Lorsque Léonard, 74 ans, a vu son compte bancaire vidé de plusieurs centaines de dollars sans explication claire, il a d’abord cru à une fraude. Pourtant, comme des milliers d’autres clients de Tangerine, il a été victime d’un prélèvement surprise dû à une « erreur technique » lors de la transition numérique de la banque. Seul face à son téléphone, incapable de parler à un humain, Léonard s’est senti plus qu’impuissant : abandonné par un système qu’il croyait sûr. « Quand t’es vieux, y’a plus personne. T’appuies sur des touches et tu pleures, » confie-t-il, la voix pleine de colère et de fatigue.
Ce scandale n’est pas qu’un bug informatique. Il révèle à quel point la numérisation des services bancaires, imposée sans filet de sécurité humain, laisse derrière elle les plus vulnérables. Les aînés, les personnes en situation de handicap, les familles sans connexion internet fiable : tous deviennent invisibles pour ces institutions désincarnées. À mesure que les applications deviennent le seul point de contact, les guichets ferment et les voix humaines se taisent. Le progrès technologique ne devrait jamais rimer avec exclusion.
Au cœur de cette crise, la question de la responsabilisation des institutions privatisées. Dans un paysage bancaire où la rentabilité prime sur l’accompagnement, comment défendre les droits des citoyens floués ? Les mécanismes de plainte semblent labyrinthiques. Et sans vis-à-vis, les histoires personnelles s’effacent derrière des tickets d’assistance générés par des algorithmes. Quand l’argent disparaît, c’est aussi une part de dignité qu’on arrache à ceux qui n’ont pas le langage ou les outils pour se faire entendre.
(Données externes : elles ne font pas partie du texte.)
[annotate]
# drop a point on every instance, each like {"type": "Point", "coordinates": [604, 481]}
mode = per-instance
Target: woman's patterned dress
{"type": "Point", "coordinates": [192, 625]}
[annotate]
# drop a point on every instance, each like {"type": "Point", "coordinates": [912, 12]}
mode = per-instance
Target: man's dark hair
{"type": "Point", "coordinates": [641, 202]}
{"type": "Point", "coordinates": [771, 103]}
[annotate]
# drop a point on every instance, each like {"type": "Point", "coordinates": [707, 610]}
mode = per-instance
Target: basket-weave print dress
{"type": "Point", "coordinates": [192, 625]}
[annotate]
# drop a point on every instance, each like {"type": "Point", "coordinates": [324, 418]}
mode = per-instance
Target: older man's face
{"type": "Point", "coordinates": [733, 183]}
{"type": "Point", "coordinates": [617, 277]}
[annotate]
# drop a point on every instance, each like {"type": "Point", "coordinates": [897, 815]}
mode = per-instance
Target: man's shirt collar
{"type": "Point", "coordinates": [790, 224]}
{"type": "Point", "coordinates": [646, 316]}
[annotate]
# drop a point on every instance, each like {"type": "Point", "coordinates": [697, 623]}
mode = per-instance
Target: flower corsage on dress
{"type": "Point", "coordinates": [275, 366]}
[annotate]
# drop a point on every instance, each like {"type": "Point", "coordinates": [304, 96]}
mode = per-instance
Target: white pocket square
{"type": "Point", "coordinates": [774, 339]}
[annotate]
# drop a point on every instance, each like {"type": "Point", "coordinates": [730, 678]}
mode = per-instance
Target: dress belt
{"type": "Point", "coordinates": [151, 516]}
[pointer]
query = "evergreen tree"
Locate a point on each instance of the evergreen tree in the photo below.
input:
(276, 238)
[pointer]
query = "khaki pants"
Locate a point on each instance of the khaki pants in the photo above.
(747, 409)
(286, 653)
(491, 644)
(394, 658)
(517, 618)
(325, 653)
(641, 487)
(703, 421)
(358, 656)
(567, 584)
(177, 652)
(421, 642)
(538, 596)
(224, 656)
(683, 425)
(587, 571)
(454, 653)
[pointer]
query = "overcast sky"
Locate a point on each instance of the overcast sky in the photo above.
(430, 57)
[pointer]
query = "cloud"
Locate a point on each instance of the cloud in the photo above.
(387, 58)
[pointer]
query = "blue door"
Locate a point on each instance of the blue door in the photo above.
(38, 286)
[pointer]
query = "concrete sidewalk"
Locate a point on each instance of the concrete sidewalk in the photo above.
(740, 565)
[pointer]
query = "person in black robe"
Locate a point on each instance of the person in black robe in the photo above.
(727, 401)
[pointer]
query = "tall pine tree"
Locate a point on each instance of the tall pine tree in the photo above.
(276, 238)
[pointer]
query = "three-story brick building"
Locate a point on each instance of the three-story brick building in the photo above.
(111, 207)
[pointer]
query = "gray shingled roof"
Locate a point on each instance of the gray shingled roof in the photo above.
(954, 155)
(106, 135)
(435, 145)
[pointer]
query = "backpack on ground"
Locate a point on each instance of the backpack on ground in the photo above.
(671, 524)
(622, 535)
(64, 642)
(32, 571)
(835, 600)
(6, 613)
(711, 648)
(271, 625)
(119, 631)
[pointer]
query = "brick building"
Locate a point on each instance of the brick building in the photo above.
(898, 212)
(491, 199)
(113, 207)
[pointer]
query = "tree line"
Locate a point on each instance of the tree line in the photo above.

Dans les quartiers populaires de Montréal-Nord ou de Saint-Jérôme, on raconte des histoires similaires : mères monoparentales qui ne peuvent plus acheter le lunch de leurs enfants, travailleurs migrants incapables de payer leur loyer à temps. Lorsque les ressources sont rares, chaque dollar volé par inadvertance laisse une trace douloureuse. « Ils me demandent d’attendre 10 jours pour une enquête, mais j’ai une facture Hydro qui tombe demain, » soupire Rachida, éducatrice précaire. Ces récits trop peu entendus sont pourtant le reflet d’un système devenu sourd aux besoins quotidiens de ses utilisateurs.
Cette affaire Tangerine devrait nous forcer à poser une question essentielle : dans quelle société voulons-nous vivre ? Une société où la technologie sert l’humain, ou l’inverse ? Il est temps de réinvestir dans des services accessibles, empathiques et responsables. Car derrière chaque erreur dite « technique », il y a une vie réelle déstabilisée. Considérer les banques comme un simple service commercial est un piège : elles sont l’épine dorsale de nos existences. Et chaque fracture numérique devient, au fond, une fracture sociale.